For private equity firms reluctant or unwilling to deal with promoters, there is another emerging buyout option: corporate carve-outs. These deals often provide much greater opportunity for improvements, since the division being sold off has usually suffered from a disconnect with its owner but is fundamentally sound. GPs in these situations can usually find more inefficiencies to correct.
Carve-outs are becoming a larger part of Everstone’s strategy: the firm bought the bakery division of Hindustan Unilever last year and earlier this month purchased home appliance maker Kenstar from the Videocon Group. Jhaveri says a private equity buyer can provide additional levels of assurance to the corporate sellers due to the perception of greater professionalization on the part of PE-managed companies.
“A conglomerate may be looking to release cash to the group balance sheet, like Kenstar, or to divest non-core businesses as in the case of Unilever,” says Jhaveri. “But in both situations there’s a broader group that will continue to be active in the market, and it wants to make sure the successor will follow strong governance principles and make sure there’s opportunity for customers, vendors, and other stakeholders.”
Minority report
It is important to note that though the level of control deals is rising in India, the market still remains dominated by minority transactions – AVCJ Research has records of 166 growth investments last year compared to just 13 buyouts. However, while most transactions in India do not result in a majority stake, investors are finding that the same value-add skills apply.

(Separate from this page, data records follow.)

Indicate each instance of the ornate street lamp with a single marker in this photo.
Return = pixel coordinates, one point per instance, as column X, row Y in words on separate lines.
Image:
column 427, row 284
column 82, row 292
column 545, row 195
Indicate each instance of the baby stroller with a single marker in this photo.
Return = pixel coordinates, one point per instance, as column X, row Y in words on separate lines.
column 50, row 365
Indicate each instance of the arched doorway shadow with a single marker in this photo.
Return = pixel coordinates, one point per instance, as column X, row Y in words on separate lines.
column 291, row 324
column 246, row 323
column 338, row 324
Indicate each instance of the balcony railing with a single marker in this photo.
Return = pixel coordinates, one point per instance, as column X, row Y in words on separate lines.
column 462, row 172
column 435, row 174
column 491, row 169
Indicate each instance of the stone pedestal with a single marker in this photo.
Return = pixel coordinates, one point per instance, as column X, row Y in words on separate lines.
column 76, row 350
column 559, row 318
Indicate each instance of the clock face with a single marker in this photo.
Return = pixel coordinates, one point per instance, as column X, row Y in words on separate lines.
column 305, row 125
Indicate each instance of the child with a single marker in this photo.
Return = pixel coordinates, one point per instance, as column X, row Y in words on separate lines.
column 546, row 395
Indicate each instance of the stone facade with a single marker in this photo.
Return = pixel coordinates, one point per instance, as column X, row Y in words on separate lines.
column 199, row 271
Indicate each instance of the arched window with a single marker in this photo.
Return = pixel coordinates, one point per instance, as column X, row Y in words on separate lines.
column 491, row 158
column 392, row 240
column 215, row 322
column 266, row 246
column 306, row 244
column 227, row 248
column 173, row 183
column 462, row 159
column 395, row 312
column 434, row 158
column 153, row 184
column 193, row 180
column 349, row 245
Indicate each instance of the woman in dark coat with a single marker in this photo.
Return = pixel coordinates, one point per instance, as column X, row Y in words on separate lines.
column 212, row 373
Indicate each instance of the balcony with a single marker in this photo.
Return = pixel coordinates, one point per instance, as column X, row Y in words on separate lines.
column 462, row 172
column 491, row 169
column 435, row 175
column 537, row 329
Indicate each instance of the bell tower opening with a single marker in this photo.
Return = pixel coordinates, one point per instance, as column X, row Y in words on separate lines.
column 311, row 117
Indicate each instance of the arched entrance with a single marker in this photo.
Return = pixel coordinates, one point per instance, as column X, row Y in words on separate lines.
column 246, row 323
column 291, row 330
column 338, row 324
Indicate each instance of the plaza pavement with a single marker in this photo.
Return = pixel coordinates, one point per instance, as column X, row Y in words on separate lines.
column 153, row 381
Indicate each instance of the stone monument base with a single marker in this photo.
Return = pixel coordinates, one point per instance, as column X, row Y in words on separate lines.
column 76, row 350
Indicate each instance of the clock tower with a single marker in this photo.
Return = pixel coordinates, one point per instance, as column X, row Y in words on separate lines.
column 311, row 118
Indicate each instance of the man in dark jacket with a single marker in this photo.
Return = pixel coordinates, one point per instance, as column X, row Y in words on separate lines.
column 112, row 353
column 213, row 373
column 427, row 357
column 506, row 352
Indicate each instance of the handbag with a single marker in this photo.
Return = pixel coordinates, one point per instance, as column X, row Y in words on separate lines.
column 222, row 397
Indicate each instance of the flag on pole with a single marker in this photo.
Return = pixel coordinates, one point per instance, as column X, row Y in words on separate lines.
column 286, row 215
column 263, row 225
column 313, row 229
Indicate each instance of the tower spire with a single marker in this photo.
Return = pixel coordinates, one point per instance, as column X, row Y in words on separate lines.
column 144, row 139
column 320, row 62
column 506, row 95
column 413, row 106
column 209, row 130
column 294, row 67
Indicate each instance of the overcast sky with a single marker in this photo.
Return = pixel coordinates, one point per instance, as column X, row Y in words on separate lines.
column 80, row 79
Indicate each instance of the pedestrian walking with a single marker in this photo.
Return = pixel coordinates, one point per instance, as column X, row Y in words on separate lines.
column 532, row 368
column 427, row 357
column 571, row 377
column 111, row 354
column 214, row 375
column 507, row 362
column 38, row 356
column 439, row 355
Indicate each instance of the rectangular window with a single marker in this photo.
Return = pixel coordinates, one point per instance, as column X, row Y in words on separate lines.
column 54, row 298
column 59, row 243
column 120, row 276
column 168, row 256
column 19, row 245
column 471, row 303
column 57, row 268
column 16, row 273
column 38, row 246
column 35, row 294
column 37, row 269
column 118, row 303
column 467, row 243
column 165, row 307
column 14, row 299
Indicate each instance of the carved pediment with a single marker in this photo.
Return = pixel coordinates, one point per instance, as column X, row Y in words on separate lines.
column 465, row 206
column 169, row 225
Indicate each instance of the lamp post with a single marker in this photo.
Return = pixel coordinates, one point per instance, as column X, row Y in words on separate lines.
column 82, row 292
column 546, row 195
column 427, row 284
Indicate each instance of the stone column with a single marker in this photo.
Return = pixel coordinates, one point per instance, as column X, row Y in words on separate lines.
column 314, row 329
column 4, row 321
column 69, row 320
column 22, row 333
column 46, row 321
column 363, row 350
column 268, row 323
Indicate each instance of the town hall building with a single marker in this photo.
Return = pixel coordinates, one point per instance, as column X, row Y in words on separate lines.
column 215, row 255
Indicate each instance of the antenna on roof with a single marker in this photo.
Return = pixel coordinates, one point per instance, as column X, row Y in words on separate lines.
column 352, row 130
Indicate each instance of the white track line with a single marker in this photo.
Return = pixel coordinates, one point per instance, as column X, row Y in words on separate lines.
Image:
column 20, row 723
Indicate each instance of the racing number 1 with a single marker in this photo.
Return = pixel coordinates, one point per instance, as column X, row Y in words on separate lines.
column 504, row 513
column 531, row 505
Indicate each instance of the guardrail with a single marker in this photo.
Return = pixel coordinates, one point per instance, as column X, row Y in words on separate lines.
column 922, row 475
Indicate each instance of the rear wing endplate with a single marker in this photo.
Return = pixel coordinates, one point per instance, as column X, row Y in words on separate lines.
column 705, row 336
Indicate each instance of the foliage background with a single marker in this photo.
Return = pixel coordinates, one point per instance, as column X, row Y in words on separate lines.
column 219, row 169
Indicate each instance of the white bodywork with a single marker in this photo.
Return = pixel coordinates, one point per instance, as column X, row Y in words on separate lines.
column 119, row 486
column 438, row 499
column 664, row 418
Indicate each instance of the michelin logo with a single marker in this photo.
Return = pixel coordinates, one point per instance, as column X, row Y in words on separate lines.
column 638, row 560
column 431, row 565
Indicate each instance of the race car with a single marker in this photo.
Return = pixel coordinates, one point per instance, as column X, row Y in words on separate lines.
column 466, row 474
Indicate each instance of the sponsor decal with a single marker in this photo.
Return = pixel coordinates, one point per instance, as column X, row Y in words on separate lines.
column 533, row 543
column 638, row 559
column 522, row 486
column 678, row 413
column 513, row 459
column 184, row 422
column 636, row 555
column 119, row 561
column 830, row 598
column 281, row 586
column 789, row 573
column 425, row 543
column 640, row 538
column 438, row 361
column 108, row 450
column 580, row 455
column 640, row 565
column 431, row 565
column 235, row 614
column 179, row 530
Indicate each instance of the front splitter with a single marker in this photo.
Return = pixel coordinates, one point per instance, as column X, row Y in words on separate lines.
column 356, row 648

“I think you can do all three levels of value-add even in a minority situation, but it depends far more on the relationship aspect than in a control deal,” says Gaja’s Jain. He and other investors say the personalized nature of investing in India means GPs that have established a good relationship with a promoter can often exercise enough influence to have their suggestions implemented even without the rights of a majority owner.
Minority investors are also likely to face increasing pressure on value-add from their LPs: as the performance of India’s private equity market improves, institutional investors seeking to justify their commitments to a particular firm will call on it to demonstrate the ability to actively deliver returns.
“Where GPs have exited businesses, we look to see what role the GP played,” says CDC’s Murugappan. “We interview the promoters without the presence of the GP, just to get feedback as to whether they were conducive to the growth of the business and development or whether they were obstructive.”
In the long run, however, investors agree that value-add capabilities are not something that can be taught. GPs with strong teams must build them through patient experience, and those that neglect the task do so at their own peril.
“We have to be sure that if we are buying a business we can actually do what we think we can with it, and that requires experience,” says Everstone’s Jhaveri. “In our case, the experience was initially doing smaller transactions that helped us build our capabilities and understand what works and what doesn’t work. Today we are a lot more comfortable doing larger transactions.”